Transplant plea for UAE girl, 3, with rare illness
DUBAI //A three-year-old girl who suffers from a rare genetic disorder needs a kidney transplant in the next two years to save her life.
Alia Neama weighs only 10kg and has been on dialysis for most of her life. The little Emirati girl had the tips of three of her fingers removed after contracting gangrene before she was a year old.
She is being treated with Soliris, a drug that costs Dh30,000 per vial. Alia receives one vial every other week. The costs are covered by Dubai Health Authority.
"Without their support, we wouldn't have our child now," said Alia's father, Abdul Hamid Neama. "She might have passed away within just a few months."
Mr Neama is now desperately seeking a compatible kidney for his daughter. "That is the next challenge," he said.
"I've visited transplant centres in India, and soon in Egypt and other countries. So far, we've had no luck."
In late 2009 Alia was found to have aHUS (atypical haemolytic-uraemic syndrome), which causes kidney failure and blood clotting. When she was nine months old, she travelled to Heidelberg University in Germany for treatment.
However, a delay in having Soliris imported from the United States caused complications and she developed gangrene in both hands and legs.
Although the drug reversed much of the damage, she lost the tips of three of the fingers on her right hand.
The complications were rare enough for the doctors treating her to publish a study, which appeared in the academic journal Pediatrics.
Franz Schaefer, the head of paediatric nephrology who treated Alia at Heidelberg University, said complications that affected Alia were almost unheard of.
"Even for the rare disorder this child has, it was quite unusual," he said. "It's a very rare complication. We had the chance to treat her with this new drug and it stopped the progress of the disorder."
Soliris is a relatively new drug, said Dr Schaefer, but its use is proving promising for other sufferers of aHUS.
"It can block the disease process completely and these children who otherwise have lifelong dialysis or die in early infancy now have a very good prognosis," he said.
"We can keep them on the antibody for extended periods of time, maybe even lifelong. They can have a more or less normal life."
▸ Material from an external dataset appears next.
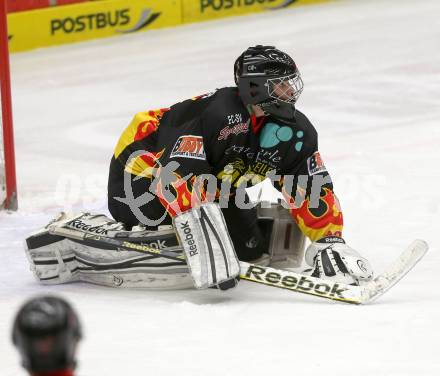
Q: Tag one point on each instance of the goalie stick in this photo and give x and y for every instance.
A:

Dr Schaefer said that although the drug can stave off kidney failure, it cannot reverse it, so Alia must undergo a transplant to come off dialysis.
"There was a lot of kidney damage, which was irreversible," he said. "Once she undergoes kidney transplantation, she will need to continue taking the drug to prevent a recurrence of the disease."
Dr Schaefer, who is a visiting doctor in Dubai, said the drug was now available on special prescription in the UAE and is used to treat about seven patients.
Eva Simkova, from the department of paediatrics at Dubai Hospital, said Dubai Health Authority was supporting the cost of Alia's continued treatment and that of other Emirati patients "with some difficulties".
"This drug is extremely expensive," she said. "But it can help those who are suffering from this disease.
"If we can get it early, this treatment can rescue kidneys and they wouldn't have to be on dialysis."